Apriamo il Decameron di Giovanni Boccaccio (1313/1375), e leggiamo la rubrica che introduce le dieci novelle della quarta giornata: in essa, ci dice l'autore, "si ragiona di coloro li cui amori ebbero infelice fine". Dunque il capolavoro di Boccaccio non è solo il libro delle beffe scanzonate e degli amori allegramente appagati che magari ci è consegnato dalle nostre frammentarie memorie scolastiche: i motivi "seri", o anche tragici, benché minoritari, in esso sono ben presenti, e sette delle novelle della quarta giornata sono contrassegnate dal tema dalla morte.

Un caso del tutto speciale è rappresentato dalla novella quinta, per quello che, con una espressione un po' cruda, potremmo definire un particolare "trattamento del cadavere".

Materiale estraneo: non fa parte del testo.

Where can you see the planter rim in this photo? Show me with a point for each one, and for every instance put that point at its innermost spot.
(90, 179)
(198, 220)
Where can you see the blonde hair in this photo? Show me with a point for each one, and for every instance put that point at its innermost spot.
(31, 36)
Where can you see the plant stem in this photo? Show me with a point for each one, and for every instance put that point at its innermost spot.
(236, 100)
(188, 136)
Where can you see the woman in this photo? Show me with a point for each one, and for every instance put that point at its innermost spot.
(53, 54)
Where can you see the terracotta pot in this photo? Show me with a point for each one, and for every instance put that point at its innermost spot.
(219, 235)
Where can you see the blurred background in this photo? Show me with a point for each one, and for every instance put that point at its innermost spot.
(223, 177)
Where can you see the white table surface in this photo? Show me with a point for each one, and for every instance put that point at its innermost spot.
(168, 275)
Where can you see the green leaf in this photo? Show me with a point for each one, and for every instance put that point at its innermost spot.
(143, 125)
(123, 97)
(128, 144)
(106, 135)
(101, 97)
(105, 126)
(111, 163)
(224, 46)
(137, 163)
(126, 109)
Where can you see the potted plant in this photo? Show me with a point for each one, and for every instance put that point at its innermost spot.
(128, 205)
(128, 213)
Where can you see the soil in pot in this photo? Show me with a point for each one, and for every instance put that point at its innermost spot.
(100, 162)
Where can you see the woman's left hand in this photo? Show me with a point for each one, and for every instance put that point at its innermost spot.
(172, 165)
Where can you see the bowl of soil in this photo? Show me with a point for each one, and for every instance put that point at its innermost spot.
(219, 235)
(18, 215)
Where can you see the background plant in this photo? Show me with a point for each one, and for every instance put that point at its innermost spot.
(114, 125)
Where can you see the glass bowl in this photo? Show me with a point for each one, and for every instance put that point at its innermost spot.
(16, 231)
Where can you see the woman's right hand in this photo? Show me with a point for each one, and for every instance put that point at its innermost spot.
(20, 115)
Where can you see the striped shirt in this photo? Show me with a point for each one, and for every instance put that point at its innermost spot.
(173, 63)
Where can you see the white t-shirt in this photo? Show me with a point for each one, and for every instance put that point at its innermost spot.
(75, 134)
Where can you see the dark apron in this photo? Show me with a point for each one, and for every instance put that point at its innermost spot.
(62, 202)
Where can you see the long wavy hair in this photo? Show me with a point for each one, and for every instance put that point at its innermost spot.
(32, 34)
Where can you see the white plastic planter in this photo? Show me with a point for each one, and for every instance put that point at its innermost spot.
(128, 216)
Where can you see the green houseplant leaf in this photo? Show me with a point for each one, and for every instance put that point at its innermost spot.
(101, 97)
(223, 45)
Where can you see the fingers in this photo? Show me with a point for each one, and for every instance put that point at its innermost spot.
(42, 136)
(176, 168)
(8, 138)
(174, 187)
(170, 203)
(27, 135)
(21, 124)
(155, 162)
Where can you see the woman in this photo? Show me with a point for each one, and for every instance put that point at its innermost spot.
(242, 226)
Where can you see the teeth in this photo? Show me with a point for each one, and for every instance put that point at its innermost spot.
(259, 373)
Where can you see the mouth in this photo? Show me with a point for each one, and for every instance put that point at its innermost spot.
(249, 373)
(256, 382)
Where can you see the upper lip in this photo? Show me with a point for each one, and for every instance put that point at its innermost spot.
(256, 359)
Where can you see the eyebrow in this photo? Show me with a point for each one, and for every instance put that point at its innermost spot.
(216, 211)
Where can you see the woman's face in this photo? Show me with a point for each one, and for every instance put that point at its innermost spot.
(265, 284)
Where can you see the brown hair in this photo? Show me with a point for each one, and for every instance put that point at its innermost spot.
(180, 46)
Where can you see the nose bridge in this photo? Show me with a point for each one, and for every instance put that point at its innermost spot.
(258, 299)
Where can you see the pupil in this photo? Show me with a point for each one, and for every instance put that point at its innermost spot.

Lisabetta, appartenente ad una famiglia di ricchi commercianti in Messina, si innamora, ricambiata, di un giovane magazziniere della ditta, di nome Lorenzo; ma i fratelli, giunti a conoscenza del fatto, giudicando la relazione della sorella con un dipendente scandalosa in sé e quindi anche (e soprattutto) disastrosa per il buon nome dell'azienda, senza dir nulla a nessuno uccidono di nascosto a tradimento lo sventurato giovane. Egli appare però in sogno all'amante, e le svela l'accaduto; essa si reca sul luogo del delitto, trova il cadavere, a cui vorrebbe dare "più convenevole sepoltura": impossibilitata a farlo, ne stacca la testa, la porta nella sua camera, la nasconde (la seppellisce) in un grande vaso di basilico, che diventerà l'oggetto della sua amorosa, ininterrotta, ossessiva contemplazione, mentre il basilico, innaffiato dalle lacrime, crescerà miracolosamente. Il suo strano comportamento attira l'attenzione dei fratelli, che le sottraggono il vaso, e Lisabetta, disperata, cade ammalata. I fratelli, scoperto il contenuto del vaso lo riseppelliscono (per la terza volta…) e, nuovamente timorosi di uno scandalo, si risolvono ad abbandonare la città. Lisabetta rimane e morrà, sola e disperata, ma la sua vicenda diventerà nota a tutti, e darà l'argomento addirittura, conclude il narratore, ad una ballata popolare.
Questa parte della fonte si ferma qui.